You can give names to elements or components of vectors, and index vectors accordingly

names(x) = c("v1","v2","v3","fred")
names(x)
## [1] "v1"   "v2"   "v3"   "fred"
x[c("fred","v1")]
## fred   v1 
##   45    7

(Here R prints the labels, these are not actual components of x)

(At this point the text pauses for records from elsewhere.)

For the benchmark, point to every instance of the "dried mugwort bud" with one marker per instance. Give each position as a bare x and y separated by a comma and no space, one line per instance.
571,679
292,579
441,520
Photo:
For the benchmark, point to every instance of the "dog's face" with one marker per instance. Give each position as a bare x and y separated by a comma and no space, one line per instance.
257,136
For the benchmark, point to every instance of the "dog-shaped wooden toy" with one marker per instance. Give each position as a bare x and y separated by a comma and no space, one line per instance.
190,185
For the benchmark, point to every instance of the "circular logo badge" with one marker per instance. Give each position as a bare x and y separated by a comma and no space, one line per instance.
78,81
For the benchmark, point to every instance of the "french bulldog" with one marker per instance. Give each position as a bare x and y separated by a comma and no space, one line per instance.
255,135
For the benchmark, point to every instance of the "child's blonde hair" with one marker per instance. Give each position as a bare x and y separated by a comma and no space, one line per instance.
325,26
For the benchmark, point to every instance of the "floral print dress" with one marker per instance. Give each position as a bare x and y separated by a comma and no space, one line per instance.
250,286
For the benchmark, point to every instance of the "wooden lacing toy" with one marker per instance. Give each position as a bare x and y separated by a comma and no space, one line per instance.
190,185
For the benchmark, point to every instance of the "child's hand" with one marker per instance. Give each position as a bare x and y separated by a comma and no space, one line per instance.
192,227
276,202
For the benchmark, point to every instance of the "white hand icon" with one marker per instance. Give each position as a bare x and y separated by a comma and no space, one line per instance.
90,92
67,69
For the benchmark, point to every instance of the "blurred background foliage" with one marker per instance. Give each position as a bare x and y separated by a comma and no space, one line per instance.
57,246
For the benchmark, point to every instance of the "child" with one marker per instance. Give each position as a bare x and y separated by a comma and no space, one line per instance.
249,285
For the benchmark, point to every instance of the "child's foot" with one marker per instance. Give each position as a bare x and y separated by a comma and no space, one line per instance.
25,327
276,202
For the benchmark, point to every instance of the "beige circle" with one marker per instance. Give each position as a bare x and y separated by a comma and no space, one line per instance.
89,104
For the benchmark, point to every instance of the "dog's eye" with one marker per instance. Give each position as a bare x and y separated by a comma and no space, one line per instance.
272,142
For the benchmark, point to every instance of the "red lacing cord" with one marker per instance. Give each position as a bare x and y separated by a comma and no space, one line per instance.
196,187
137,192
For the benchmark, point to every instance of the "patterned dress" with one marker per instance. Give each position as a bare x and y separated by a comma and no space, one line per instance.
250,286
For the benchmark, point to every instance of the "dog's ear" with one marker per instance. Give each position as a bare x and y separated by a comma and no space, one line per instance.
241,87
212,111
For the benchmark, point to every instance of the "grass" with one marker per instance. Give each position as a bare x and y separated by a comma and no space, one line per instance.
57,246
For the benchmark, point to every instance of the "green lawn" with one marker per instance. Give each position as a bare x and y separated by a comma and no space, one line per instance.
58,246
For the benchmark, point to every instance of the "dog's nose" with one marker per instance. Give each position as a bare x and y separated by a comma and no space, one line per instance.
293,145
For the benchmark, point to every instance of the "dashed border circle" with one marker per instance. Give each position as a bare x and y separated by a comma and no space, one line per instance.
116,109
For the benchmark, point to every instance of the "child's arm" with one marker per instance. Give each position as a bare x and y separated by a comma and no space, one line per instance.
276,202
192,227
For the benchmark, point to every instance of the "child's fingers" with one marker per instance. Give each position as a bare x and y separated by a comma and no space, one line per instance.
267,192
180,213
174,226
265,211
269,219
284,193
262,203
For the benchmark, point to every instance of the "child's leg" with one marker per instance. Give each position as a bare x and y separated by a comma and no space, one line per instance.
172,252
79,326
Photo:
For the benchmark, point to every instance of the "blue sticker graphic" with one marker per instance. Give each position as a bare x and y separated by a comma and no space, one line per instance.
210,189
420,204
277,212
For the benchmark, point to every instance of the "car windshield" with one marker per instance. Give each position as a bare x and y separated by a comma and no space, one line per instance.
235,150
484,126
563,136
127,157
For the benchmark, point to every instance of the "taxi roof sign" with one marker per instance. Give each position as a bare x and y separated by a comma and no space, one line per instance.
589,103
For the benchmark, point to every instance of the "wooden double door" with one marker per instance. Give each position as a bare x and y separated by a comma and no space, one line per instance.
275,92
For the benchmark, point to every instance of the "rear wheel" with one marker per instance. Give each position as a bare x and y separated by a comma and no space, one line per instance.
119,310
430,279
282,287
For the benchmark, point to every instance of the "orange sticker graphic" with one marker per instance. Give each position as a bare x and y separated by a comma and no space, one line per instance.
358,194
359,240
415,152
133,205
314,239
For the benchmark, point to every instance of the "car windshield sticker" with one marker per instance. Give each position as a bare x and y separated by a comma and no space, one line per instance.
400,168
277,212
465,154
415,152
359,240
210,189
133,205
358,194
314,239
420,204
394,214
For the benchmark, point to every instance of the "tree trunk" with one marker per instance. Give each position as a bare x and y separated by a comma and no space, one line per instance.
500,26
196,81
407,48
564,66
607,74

names(x) is just another vector (of characters):

names(y) = names(x)
sort(names(x))
## [1] "fred" "v1"   "v2"   "v3"
which(names(x)=="fred")
## [1] 4

Summary

Peculiarites of floating-point numbers

The more bits in the fraction part, the more precision

The R floating-point data type is a double (what R calls numeric). Back when memory was expensive, the now-standard number of bits was twice the default

Finite precision \(\Rightarrow\) arithmetic on doubles \(\not=\) arithmetic on \(\mathbb{R}\).

0.45 == 3*0.15
## [1] FALSE
0.45 - 3*0.15
## [1] 5.551115e-17

Often ignorable, but not always

(0.5 - 0.3) == (0.3 - 0.1)
## [1] FALSE
all.equal(0.5-0.3, 0.3-0.1)
## [1] TRUE

Peculiarities of integers

Typing a whole number in the terminal doesn’t make it an integer; it makes it a double, whose fractional part is 0

is.integer(7)
## [1] FALSE
as.integer(7)
## [1] 7

To test for being an integer in the mathematical sense, use round():

round(7) == 7
## [1] TRUE